Here is the updated breakdown with the examples formatted as specific quotes to show exactly how you would word the prompts:
Intro (00:00)
- Definition: A high-level overview comparing vague, "bad" prompts to structured, professional ones.
- Example: "You are a senior B2B copywriter. Write a two-sentence LinkedIn ad for our project management SAS. The audience is ops managers. The tone is confident but not salesy."
What is Prompt Engineering (01:44)
- Definition: Programming in natural language by defining tasks, roles, and constraints rather than using code.
- Example: "You are a tutor. Help me improve the thesis and first paragraph of this 500-word history essay on the causes of World War I. Keep my voice."
How to Prompt Faster (04:07)
- Definition: Using voice dictation to provide massive amounts of detail and context quickly, overcoming the "laziness" of typing.
- Example: "Hey, I want to write an email to my team about the new project. Include these three bullet points: point one is apples, point two is bananas, point three is pears."
How LLMs "Think" (07:05)
- Definition: LLMs are text prediction models that calculate the most likely next word based on the input and provided context.
- Example: "Based on our previous conversation about the meeting notes, summarize the main conflicts we discussed."
Steering vs. Commanding (10:40)
- Definition: Commanding is a flat instruction; steering provides specific direction on length, style, and focus.
- Example: "You are an executive assistant. Summarize the meeting transcript in four bullet points. Focus on decisions and action items. No filler."
Be Specific & Set the Scene (11:53)
- Definition: Using a structure of Role, Audience, Tone, and Format to ground the model’s response.
- Example: "You are a customer support lead. Reply to this complaint from a paying user whose export failed. Acknowledge the frustration, apologize briefly, and offer a concrete next step. Keep it under 150 words."
Few-Shot Prompting (14:32)
- Definition: Providing 1–3 examples of input and output pairs so the model can infer and replicate a specific pattern.
- Example: "Feedback: 'App crashed on PDF upload.' Title: 'Upload: iPhone app crashes on PDFs.' Feedback: 'Login is broken on Safari.' Title: 'Login: Safari authentication failure.' Feedback: 'The keyboard does not disappear.' Title:"
Chain of Thought (18:10)
- Definition: Asking the model to "reason step-by-step" to reduce errors in logic, math, or complex planning.
- Example: "A store sells pens for $2 and notebooks for $5. Sarah buys 3 pens and 2 notebooks with a 10% off coupon. Reason through this step-by-step before giving the final price."
Structured Output (20:05)
- Definition: Requesting the model to provide output in machine-readable formats like JSON, tables, or XML.
- Example: "Compare Trello and ClickUp for a team of 10. Output this with valid JSON only in this shape: {'tool': '', 'features': [], 'limitations': []}. Do not give me any other text."
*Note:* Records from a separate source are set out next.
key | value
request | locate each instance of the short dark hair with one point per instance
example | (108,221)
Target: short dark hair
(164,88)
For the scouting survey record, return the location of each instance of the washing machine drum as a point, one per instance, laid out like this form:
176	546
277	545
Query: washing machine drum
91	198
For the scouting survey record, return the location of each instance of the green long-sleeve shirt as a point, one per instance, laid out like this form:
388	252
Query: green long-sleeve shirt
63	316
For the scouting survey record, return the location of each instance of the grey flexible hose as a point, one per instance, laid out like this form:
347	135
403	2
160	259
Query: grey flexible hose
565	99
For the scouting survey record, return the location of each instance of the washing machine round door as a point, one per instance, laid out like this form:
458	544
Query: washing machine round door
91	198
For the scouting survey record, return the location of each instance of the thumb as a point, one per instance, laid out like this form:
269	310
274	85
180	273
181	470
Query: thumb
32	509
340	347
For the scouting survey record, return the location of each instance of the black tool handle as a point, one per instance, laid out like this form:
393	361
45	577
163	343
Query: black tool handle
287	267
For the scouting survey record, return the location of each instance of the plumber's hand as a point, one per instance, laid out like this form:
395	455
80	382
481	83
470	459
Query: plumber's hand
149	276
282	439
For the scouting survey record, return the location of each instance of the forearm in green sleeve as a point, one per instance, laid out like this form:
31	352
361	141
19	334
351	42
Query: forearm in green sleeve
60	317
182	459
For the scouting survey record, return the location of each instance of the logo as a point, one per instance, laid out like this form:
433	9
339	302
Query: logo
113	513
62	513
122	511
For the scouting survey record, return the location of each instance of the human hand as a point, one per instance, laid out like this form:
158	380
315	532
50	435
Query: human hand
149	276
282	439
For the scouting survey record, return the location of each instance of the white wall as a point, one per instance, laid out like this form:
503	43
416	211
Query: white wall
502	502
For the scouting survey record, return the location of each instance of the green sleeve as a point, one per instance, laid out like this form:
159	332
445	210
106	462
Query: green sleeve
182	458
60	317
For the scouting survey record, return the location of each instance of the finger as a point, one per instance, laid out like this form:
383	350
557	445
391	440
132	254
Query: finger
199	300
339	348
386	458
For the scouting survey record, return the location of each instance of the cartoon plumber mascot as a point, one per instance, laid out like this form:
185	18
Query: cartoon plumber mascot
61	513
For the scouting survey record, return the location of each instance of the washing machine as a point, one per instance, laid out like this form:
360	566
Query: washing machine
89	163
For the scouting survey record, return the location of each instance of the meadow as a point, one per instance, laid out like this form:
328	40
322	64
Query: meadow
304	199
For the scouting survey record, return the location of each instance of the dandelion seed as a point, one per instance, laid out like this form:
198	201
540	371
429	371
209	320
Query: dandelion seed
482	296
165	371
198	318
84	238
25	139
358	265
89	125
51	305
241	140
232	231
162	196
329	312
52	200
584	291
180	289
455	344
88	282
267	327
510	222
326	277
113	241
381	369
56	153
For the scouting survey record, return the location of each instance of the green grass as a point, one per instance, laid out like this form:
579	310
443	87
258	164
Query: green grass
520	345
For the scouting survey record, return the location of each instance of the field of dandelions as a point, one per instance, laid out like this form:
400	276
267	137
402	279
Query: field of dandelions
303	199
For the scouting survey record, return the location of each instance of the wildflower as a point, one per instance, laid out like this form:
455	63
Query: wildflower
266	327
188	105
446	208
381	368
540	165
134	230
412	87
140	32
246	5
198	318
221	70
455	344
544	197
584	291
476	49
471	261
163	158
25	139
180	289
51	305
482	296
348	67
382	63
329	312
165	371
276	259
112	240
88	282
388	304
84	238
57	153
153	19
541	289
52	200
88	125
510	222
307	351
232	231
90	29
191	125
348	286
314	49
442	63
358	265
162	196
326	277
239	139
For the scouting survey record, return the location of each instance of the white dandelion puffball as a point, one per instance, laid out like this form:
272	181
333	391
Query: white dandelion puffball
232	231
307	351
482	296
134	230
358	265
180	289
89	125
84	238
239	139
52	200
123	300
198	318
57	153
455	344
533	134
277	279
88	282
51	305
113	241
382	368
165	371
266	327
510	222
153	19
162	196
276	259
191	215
Constraints & Negatives (22:04)
- Definition: Telling the model exactly what not to do, which can be more effective than simply saying what to do.
- Example: "Write a short intro for our onboarding doc. Start directly with what the user will do. Do NOT start with 'Welcome' or generic greetings."
Iterative Refinement (24:19)
- Definition: Treating prompting as a conversation where you refine the output based on initial results.
- Example: "That's a bit too salesy. Cut it down to two sentences and make it more factual."
Interview Style Prompting (25:22)
- Definition: Asking the model to interview you to gather the necessary context before it attempts a complex task.
- Example: "I need a LinkedIn post about lessons learned switching to a 4-day work week. Before you write it, interview me and ask one question at a time about the audience, metrics, and tone."
Advanced Techniques & Parameters (29:13)
- Definition: Adjusting System Prompts for persistent behavior and Temperature for randomness.
- Example: (System Instruction): "You are a direct, technical assistant. Always provide code solutions in Python and never use polite filler like 'I hope this helps'."
Common Mistakes (35:04)
- Definition: Avoiding errors like being too vague, overloading one prompt, or assuming cross-session memory.
- Example: "First, give me a five-heading outline for this blog post. Once I approve that, we will move on to writing the first section."